ECLI:NL:HR:2024:709

Hoge Raad

Datum uitspraak
17 mei 2024
Publicatiedatum
16 mei 2024
Zaaknummer
23/00850
Instantie
Hoge Raad
Type
Uitspraak
Rechtsgebied
Bestuursrecht; Belastingrecht
Procedures
  • Cassatie
Vindplaatsen
  • Rechtspraak.nl
AI samenvatting door LexboostAutomatisch gegenereerd

Cassatie tegen uitspraak Gerechtshof Den Haag inzake onroerendezaakbelastingen gemeente Rotterdam

In deze zaak heeft de Hoge Raad op 17 mei 2024 uitspraak gedaan in een cassatieprocedure die was ingesteld door belanghebbende, vertegenwoordigd door [A], tegen het College van Burgemeester en Wethouders van de gemeente Rotterdam, vertegenwoordigd door [P]. De zaak betreft een beroep in cassatie tegen de uitspraak van het Gerechtshof Den Haag van 24 januari 2023, waarin het hoger beroep van belanghebbende tegen eerdere uitspraken van de Rechtbank Rotterdam werd behandeld. Deze uitspraken betroffen beschikkingen op grond van de Wet waardering onroerende zaken en de aanslagen in de onroerendezaakbelastingen voor het jaar 2020.

De Hoge Raad heeft de klachten van belanghebbende over de uitspraak van het Hof beoordeeld. De Hoge Raad oordeelde dat de klachten niet konden leiden tot vernietiging van de uitspraak van het Hof. Het was niet nodig om te motiveren waarom dit oordeel werd gegeven, aangezien de vragen die aan de orde waren niet van belang waren voor de eenheid of de ontwikkeling van het recht, zoals bedoeld in artikel 81, lid 1, van de Wet op de rechterlijke organisatie.

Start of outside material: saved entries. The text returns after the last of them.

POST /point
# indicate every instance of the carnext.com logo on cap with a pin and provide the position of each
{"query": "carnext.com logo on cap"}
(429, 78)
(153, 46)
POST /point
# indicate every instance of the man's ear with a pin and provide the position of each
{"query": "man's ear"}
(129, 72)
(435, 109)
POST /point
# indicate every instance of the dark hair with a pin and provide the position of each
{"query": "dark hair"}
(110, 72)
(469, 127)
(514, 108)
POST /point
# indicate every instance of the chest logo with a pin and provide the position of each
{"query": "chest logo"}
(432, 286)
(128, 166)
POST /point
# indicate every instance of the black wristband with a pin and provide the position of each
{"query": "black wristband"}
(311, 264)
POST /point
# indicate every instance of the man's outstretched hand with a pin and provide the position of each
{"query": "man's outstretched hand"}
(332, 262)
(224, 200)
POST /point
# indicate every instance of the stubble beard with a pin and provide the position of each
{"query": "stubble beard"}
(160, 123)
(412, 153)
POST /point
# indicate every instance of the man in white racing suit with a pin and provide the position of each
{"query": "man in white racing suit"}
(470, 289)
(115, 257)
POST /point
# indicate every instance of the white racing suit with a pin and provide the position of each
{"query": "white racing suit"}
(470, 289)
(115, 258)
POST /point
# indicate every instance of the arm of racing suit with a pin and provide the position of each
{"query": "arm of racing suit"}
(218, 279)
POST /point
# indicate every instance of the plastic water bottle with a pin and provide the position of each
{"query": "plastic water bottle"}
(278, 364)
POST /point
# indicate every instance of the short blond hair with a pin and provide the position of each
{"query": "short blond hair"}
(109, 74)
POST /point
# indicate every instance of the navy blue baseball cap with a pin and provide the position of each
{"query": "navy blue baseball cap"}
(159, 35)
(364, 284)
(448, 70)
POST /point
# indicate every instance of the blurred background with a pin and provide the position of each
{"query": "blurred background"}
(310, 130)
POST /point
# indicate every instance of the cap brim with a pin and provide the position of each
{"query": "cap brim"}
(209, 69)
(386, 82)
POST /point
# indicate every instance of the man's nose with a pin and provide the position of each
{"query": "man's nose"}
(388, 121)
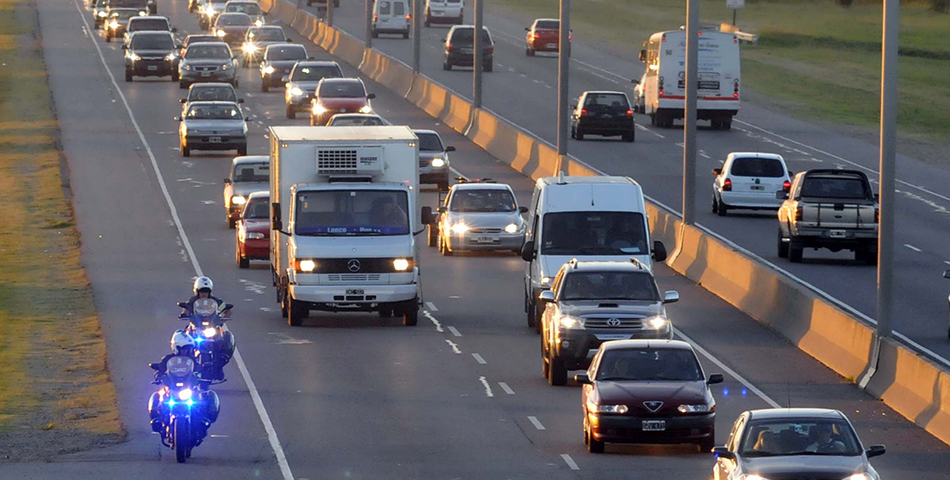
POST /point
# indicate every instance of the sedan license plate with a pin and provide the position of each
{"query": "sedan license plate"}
(653, 425)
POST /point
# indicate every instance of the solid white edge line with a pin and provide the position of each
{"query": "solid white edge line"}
(732, 373)
(537, 423)
(255, 396)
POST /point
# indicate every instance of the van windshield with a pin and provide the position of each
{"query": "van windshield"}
(594, 233)
(341, 213)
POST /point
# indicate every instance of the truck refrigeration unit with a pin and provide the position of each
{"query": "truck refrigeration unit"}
(344, 220)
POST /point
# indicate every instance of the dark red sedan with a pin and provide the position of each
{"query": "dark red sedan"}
(253, 230)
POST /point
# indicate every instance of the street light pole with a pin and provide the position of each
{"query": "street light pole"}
(888, 154)
(689, 116)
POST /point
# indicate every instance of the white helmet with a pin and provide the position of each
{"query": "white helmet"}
(181, 340)
(202, 283)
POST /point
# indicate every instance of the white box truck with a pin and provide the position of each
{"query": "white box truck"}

De Hoge Raad heeft ook geen aanleiding gezien om een veroordeling in de proceskosten uit te spreken. Uiteindelijk verklaarde de Hoge Raad het beroep in cassatie ongegrond, waarmee de uitspraak van het Gerechtshof in stand bleef.

Uitspraak

HOGE RAAD DER NEDERLANDEN
BELASTINGKAMER
Nummer23/00850
Datum17 mei 2024
ARREST
in de zaak van
[X] (hierna: belanghebbende)
tegen
het COLLEGE VAN BURGEMEESTER EN WETHOUDERS VAN DE GEMEENTE ROTTERDAM
op het beroep in cassatie tegen de uitspraak van het Gerechtshof Den Haag van 24 januari 2023, nrs. BK-22/00746 en BK-22/00747 [1] , op het hoger beroep van belanghebbende tegen een uitspraak van de Rechtbank Rotterdam (nrs. ROT 21/304 en ROT 21/1045) betreffende ten aanzien van belanghebbende gegeven beschikkingen op grond van de Wet waardering onroerende zaken en de aanslagen in de onroerendezaakbelastingen van de gemeente Rotterdam voor het jaar 2020.

1.Geding in cassatie

Belanghebbende, vertegenwoordigd door [A], heeft tegen de uitspraak van het Hof beroep in cassatie ingesteld.
Het college van burgemeester en wethouders van de gemeente Rotterdam, vertegenwoordigd door [P] , heeft een verweerschrift ingediend.
Belanghebbende heeft een conclusie van repliek ingediend.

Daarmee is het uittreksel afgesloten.